Hazardous Material Situation at SJ Post Office Cleared

Mail delivery from the downtown station will be delayed Tuesday due to a hazmat scare.

A powdery substance that sickened three employees at a post office in downtown San Jose this morning, prompting an evacuation and street closures, has been deemed harmless, a U.S. Postal Service spokesman said.

Police and a fire department hazardous materials team responded to the post office at 105 N. First St. after receiving word of the situation at  7:55 a.m.

Investigators have now determined that the powdery substance feared to be hazardous is in fact some kind of herbal remedy that an elderly San Jose man had ordered from Taiwan to give to one of his children, postal  service spokesman Gus Ruiz said.

Ruiz said the substance was yellow and leaking from a package, and said it may have been some sort of tea.

The three employees suffered symptoms including sore throats and headaches, San Jose fire Capt. Mary Gutierrez said. Ruiz said they also reported experiencing nausea and coughing.

The building was evacuated and 63 postal employees were told to wait inside Santa Clara Valley Transportation Authority buses half a block away, Gutierrez said.  

The evacuation was lifted at about 10:30 a.m., and authorities are  reopening a four-block area around the post office between Market and First and St.

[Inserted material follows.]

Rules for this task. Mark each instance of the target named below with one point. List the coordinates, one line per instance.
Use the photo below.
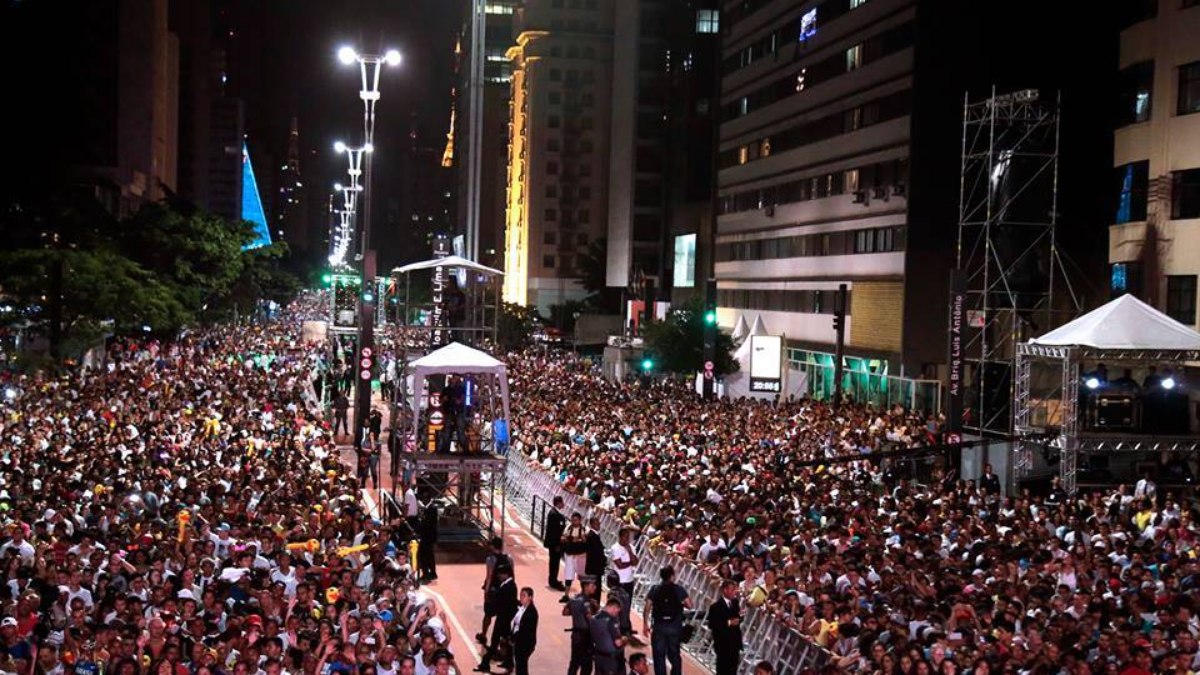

James and St. John streets, Ruiz said.

Postal workers have returned to the office, which has reopened. Ruiz said the incident put mail delivery behind schedule by several hours.

He said that although occurrences like this morning's are not  common, "there is some kind of situation somewhere in the country every day,  we all have the same kind of protocol."

 The package that contained the herbal remedy has been turned over to the family that ordered it.